SQL Queries, Optimization, Lab
-
SELECT clause - The sql query becomes faster if you use the actual columns names in SELECT statement instead of than '*' , as only the required data will be fetched
-
Optimal order of joining tables - It is best to join tables starting with the one that will produce the least amount of results after filtering
-
HAVING clause - Do not use HAVING clause for filtering use WHERE instead where ever possible. HAVING should only be used when filtering on an aggregated field
-
Predicates - Push predicates into the OUTER JOIN clause whenever possibleFor SQL queries with the LEFT OUTER JOIN, pushing predicates of the right table from the WHERE clause into the ON condition helps the database optimizer generate a more efficient query.

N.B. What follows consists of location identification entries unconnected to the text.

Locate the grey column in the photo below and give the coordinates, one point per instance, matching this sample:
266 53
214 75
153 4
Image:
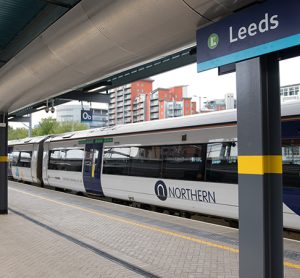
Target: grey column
260 168
3 163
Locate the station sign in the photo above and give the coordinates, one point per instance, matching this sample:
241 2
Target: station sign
87 115
266 27
96 141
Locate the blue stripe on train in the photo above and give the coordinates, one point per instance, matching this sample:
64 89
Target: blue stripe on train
291 198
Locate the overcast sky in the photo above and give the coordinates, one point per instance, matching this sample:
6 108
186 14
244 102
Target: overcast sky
206 84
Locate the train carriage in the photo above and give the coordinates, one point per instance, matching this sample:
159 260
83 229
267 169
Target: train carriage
187 163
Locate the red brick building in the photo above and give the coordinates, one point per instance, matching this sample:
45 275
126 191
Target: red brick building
137 102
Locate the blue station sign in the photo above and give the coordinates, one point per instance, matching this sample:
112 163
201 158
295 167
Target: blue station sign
267 27
87 115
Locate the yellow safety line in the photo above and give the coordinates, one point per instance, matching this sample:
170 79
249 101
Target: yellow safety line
260 165
146 227
3 158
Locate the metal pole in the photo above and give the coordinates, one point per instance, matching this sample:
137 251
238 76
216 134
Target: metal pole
3 163
30 126
260 168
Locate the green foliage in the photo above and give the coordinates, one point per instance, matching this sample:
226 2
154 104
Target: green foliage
18 133
46 126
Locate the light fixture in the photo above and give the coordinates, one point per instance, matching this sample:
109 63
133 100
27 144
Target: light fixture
47 107
52 106
97 89
40 108
99 86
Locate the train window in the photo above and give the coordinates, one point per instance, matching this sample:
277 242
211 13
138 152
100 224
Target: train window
221 163
183 162
145 162
25 159
15 158
66 159
291 164
116 161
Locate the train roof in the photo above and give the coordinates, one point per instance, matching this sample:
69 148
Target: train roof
212 118
28 140
204 119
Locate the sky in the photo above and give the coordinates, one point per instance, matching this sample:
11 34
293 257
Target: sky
201 85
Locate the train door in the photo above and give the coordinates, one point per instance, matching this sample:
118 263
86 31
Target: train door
92 168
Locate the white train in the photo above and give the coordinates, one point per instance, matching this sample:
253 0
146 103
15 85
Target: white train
187 163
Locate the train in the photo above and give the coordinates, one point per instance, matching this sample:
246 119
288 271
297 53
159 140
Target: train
187 163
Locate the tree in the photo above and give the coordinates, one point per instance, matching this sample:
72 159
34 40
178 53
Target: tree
18 133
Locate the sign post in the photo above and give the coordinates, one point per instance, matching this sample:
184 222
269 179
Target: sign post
252 39
3 164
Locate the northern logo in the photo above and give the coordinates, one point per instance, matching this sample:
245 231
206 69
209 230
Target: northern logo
161 190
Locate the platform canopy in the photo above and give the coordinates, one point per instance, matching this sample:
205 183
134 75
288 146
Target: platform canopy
92 41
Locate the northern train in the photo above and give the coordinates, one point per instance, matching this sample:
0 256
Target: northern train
186 164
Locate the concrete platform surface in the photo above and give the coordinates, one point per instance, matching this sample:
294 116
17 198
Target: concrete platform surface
54 234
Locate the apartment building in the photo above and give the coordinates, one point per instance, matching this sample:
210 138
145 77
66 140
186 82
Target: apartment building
170 103
290 92
125 104
138 102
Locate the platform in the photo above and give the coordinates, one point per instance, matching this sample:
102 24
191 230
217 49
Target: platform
54 234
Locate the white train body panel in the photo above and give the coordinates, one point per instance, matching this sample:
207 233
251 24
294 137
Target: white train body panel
62 179
201 197
28 174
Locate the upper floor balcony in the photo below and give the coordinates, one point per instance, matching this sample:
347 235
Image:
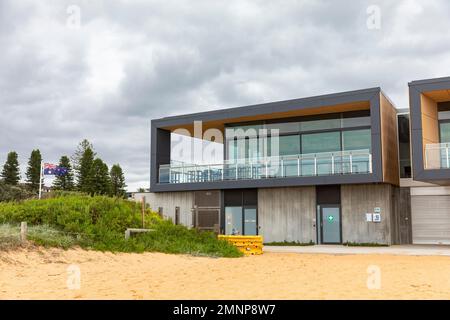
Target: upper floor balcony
430 130
301 165
341 138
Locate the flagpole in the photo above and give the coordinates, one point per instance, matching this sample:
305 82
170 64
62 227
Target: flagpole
41 179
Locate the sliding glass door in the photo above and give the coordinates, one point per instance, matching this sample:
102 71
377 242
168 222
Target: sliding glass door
241 220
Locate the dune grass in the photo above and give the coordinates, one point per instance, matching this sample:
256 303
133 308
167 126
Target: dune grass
99 223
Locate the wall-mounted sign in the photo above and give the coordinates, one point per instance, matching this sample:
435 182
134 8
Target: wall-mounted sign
376 217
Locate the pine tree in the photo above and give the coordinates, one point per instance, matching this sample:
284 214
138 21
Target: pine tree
78 155
11 171
117 181
33 173
84 171
100 180
64 182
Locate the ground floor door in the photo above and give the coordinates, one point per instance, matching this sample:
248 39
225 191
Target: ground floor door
328 200
430 217
240 212
330 224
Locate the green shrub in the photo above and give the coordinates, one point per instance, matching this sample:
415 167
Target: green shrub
99 223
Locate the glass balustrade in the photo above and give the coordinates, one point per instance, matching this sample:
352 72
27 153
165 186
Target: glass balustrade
302 165
437 156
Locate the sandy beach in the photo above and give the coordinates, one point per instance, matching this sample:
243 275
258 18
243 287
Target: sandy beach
38 273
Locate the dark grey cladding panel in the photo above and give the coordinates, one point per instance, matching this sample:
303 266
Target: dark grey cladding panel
267 183
272 107
415 109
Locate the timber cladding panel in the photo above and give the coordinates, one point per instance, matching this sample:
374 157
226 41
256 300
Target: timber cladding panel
389 141
430 129
287 214
356 201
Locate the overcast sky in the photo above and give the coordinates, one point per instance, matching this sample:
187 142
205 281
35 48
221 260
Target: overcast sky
130 61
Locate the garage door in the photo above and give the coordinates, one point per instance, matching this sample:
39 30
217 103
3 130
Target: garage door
430 219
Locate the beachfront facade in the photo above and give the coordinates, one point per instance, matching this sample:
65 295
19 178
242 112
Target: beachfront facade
324 169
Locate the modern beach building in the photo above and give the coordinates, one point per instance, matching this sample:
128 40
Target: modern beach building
327 169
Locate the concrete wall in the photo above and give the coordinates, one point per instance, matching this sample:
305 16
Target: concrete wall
168 201
287 214
356 201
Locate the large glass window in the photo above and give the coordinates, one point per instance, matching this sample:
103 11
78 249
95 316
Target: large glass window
284 128
321 142
356 140
322 124
233 220
250 225
404 146
318 143
356 119
445 132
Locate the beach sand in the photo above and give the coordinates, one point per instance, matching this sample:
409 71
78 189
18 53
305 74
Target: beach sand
39 273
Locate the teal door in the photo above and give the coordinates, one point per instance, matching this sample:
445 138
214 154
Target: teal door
330 224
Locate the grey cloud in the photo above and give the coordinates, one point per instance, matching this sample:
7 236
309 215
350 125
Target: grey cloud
134 61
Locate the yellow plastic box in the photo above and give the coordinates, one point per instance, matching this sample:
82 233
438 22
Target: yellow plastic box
249 245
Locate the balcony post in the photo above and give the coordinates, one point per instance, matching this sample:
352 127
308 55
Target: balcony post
315 164
332 163
351 163
446 153
267 170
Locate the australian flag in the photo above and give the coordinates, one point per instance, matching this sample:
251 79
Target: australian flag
52 169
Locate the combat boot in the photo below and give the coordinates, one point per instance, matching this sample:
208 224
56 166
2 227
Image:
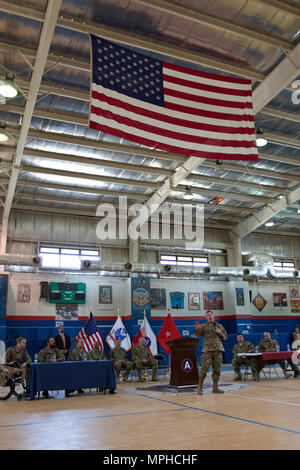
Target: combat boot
238 376
199 389
125 379
286 375
215 387
154 376
140 378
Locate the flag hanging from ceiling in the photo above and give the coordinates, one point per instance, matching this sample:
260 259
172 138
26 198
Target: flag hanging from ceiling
168 333
90 334
169 107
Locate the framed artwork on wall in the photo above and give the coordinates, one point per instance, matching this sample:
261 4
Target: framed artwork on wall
294 292
213 300
194 301
240 299
105 294
279 299
23 294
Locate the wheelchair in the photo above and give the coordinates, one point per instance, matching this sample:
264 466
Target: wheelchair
13 386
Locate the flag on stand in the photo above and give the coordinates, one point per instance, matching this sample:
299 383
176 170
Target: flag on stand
90 334
169 107
118 331
150 338
168 333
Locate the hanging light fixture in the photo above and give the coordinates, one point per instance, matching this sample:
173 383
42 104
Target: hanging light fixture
3 134
8 88
188 193
261 141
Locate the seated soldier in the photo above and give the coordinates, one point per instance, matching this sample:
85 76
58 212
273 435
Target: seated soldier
270 345
119 357
296 343
18 357
237 361
50 354
96 354
6 372
141 357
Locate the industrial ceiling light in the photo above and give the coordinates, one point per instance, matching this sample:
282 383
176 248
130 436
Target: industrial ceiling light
8 88
260 140
188 193
3 134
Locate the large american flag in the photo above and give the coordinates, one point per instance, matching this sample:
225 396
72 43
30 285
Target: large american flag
169 107
90 334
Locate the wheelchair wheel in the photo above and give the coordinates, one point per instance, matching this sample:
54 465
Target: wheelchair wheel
7 390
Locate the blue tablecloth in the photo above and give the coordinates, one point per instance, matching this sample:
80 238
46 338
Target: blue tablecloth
71 375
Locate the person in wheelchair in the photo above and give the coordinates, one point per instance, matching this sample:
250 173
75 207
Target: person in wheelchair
9 378
17 357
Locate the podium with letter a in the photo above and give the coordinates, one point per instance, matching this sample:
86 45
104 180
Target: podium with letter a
184 370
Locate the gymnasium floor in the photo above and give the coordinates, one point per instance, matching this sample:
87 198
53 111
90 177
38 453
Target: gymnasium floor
258 415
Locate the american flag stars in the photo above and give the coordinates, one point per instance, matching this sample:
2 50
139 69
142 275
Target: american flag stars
129 72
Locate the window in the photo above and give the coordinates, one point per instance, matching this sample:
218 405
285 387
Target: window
181 260
66 258
284 265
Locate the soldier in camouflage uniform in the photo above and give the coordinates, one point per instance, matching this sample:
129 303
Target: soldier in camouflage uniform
271 345
142 358
17 356
47 355
237 361
213 334
5 373
96 354
119 357
78 354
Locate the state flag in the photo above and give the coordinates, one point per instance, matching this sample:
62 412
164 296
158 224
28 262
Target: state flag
168 333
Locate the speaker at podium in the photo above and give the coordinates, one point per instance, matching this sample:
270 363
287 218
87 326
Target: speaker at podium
184 370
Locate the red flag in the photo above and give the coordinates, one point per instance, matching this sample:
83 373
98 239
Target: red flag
168 333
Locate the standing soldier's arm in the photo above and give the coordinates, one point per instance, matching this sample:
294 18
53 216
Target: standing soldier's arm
135 356
223 333
198 330
8 356
27 358
60 357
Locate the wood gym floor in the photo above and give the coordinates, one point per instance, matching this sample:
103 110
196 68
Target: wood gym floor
264 415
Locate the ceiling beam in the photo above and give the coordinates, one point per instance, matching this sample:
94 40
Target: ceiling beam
262 216
287 71
285 7
142 183
80 119
136 40
147 169
49 22
126 149
214 21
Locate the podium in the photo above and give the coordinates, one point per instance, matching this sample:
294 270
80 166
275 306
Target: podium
184 370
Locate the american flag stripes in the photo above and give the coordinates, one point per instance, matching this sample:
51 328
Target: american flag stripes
169 107
90 334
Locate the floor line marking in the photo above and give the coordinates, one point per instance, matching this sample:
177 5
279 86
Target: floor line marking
89 417
219 414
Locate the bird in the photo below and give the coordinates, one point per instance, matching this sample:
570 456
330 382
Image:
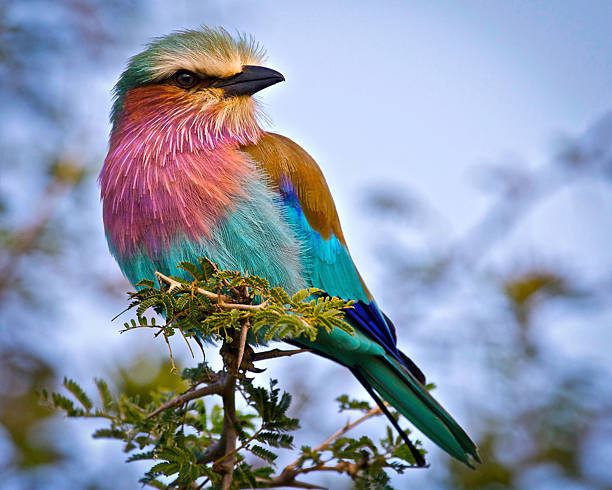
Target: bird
190 173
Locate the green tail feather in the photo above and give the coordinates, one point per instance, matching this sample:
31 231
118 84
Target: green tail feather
408 396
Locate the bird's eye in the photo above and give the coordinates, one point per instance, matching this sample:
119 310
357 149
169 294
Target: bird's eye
185 79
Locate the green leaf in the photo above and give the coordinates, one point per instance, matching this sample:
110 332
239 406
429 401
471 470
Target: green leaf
78 393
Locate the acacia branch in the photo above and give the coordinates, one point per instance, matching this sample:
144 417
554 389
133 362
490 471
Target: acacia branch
287 477
221 299
274 353
215 388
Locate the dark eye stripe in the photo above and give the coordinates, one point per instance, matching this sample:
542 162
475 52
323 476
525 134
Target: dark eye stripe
185 79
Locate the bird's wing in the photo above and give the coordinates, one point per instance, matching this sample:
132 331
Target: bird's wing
371 354
309 206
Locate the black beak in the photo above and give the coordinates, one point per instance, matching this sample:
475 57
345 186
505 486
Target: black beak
250 80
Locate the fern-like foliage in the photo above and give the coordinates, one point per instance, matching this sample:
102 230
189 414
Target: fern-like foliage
191 443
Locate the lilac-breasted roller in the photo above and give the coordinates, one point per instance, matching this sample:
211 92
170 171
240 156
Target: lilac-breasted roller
190 173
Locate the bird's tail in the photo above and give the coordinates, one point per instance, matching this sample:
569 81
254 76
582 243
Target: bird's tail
399 387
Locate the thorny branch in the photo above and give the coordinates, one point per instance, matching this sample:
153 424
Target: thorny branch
221 299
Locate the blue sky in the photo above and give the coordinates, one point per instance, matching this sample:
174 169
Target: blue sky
415 94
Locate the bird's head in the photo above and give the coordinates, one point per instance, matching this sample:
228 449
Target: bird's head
194 81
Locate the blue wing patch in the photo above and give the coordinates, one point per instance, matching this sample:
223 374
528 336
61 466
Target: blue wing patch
328 266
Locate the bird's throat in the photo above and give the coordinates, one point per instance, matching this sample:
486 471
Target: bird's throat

Predicates of the left table can stay in the WHERE clause.
Suboptimal SQL statement:
SELECT TAB_A.COL1, TAB_B.COL1 FROM TAB_A LEFT OUTER JOIN TAB_B ON TAB_A.COL3 = TAB_B.COL3 WHERE TAB_A.COL1=123 AND TAB_B.COL2=456;
Optimized SQL statement:
SELECT TAB_A.COL1, TAB_B.COL1 FROM TAB_A LEFT OUTER JOIN TAB_B ON TAB_A.COL3 = TAB_B.COL3 AND TAB_B.COL2=456 WHERE TAB_A.COL1=123;
-
Functions in Predicate : Avoid using functions in predicates.The index is not used by the database if there is a function on the column
If we necessarily need to use functions then we can use 'Function based indexes' which allows us to index on the functional columns so that database engine will take the index and improves the performance of the query.
-
Wildcard at beginning of Predicate : Avoid using wildcard (%) at the beginning of a predicate.The predicate LIKE '%abc' causes full table scan. For example:SELECT * FROM TABLE1 WHERE COL1 LIKE '%ABC'
-
Subqueries - Sometimes you may have more than one subqueries in your main query. Try to minimize the number of subquery block in your query
Suboptimal SQL statement:
SELECT name FROM employee WHERE salary = (SELECT MAX(salary) FROM employee_details) AND age = (SELECT MAX(age) FROM employee_details) AND emp_dept = 'Electronics';
Optimized SQL statement:
SELECT name FROM employee WHERE (salary, age ) = (SELECT MAX (salary), MAX (age) FROM employee_details) AND dept = 'Electronics');
-
EXISTS vs IN : Use operator EXISTS, IN and table joins appropriately in your query.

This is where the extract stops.